1.概 況
●膵臓移植は内因性インスリン分泌が枯渇しているインスリン依存型糖尿病(1型糖尿病)の患者に対して、インスリン分泌を再開させて糖代謝を是正することのできる治療法です。さらに移植によって各種糖尿病性合併症を改善もしくはその進行を阻止することにより、患者のクオリティ・オブ・ライフ(QOL:生活の質)を改善させることを主たる目的として行われます。
●膵臓移植のレシピエントカテゴリーの中で、大部分のレシピエント(約80%)は、糖尿病性腎症による慢性腎不全を合併しており、この様なレシピエントに対して膵腎同時移植(SPK)を行うことは患者のQOLの改善のみならず、移植後の生命予後をも改善させうることが示されています。
●その他のカテゴリーとして、腎移植後の膵単独移植(PAK)と腎機能が保たれている1型糖尿病の患者に対する膵単独移植(PTA)があります。
●膵臓移植の日本臓器移植ネットワークへの登録は、腎・心・肝・肺に次いで、1999年10月から開始されました。国内における膵臓移植の実施に当たっては、他の臓器と異なり認定施設が多施設間の協力体制(いわゆるナショナルチーム)のもとに行うというユニークな形で運営されています。2008年10月末日現在の認定施設は北海道大学、東北大学、福島県立医科大学、新潟大学、東京女子医科大学、東京医科大学八王子医療センター、国立病院機構千葉東病院、名古屋第二赤十字病院、京都府立医科大学、大阪大学、奈良県立医科大学、神戸大学、広島大学、九州大学の14施設です。
●心停止下での膵臓移植については、膵・膵島移植研究会ワーキンググループで作成された「心臓が停止した死後の膵臓の提供について」で具体的なガイドラインが示され、2000年11月1日より実施されています。
●待機患者さんの数は年々増加しており、2008年10月末日現在、以下に示す様に155名の方が登録されています。
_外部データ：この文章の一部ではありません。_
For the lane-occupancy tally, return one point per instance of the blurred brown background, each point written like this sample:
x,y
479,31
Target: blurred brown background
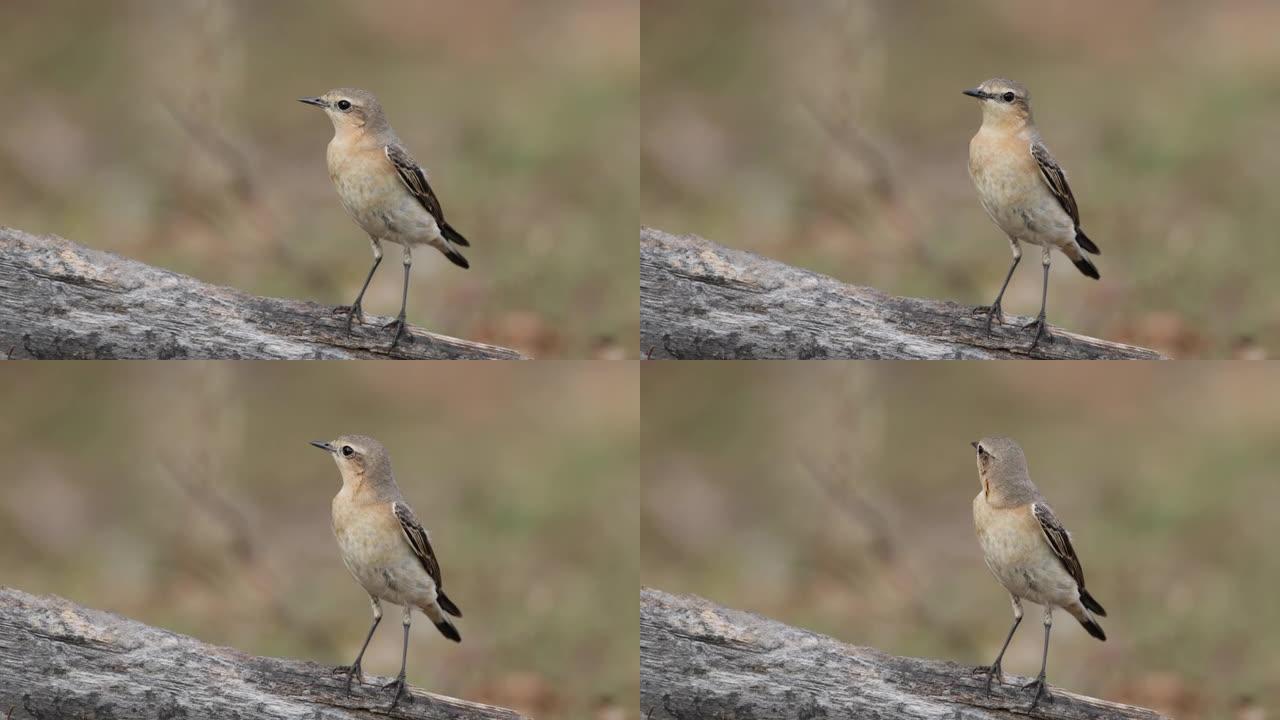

しかしながら、ドナーの数の絶対的な不足により、移植を受けられた方はこれまで54例であり、その待機期間は約2年半と長きにわたっています(後述)。これまでに、登録待機患者の内で、死亡された方は21例で、または重篤な合併症などにて登録を抹消された患者数は15名です。
●以上の背景より、生体ドナーからの膵臓移植がいくつかの施設によって、それぞれの倫理委員会で検討されており、2004年に本邦で第一例の生体膵腎同時移植が実施され、2008年10月末日現在、15例の生体膵臓移植(SPK;11例、PTA;3例、PAK1例)が実施されています。
2.適 応
●膵臓移植の対象は、以下の(1)または(2)のいずれかに該当する方で、年齢は原則として60歳以下が望ましいとされ、合併症または併存症による制限が加えられています。
(1)腎不全に陥った糖尿病患者であること。
臨床的に腎臓移植の適応があり、かつ内因性インスリン分泌が著しく低下しており移植医療の十分な効能を得るためには膵腎両臓器の移植が望ましいもの。患者はすでに腎臓移植を受けていても(PAK)良いし、腎臓移植と同時に膵臓移植を受けるもの(SPK)でもよい。
(2)1型糖尿病の患者で、糖尿病認定医によるインスリンを用いたあらゆる手段によっても、血糖値が不安定であり、代謝コントロールが極めて困難な状態が長期にわたり持続しているもの。本例に膵臓単独移植(PTA)が適応となります。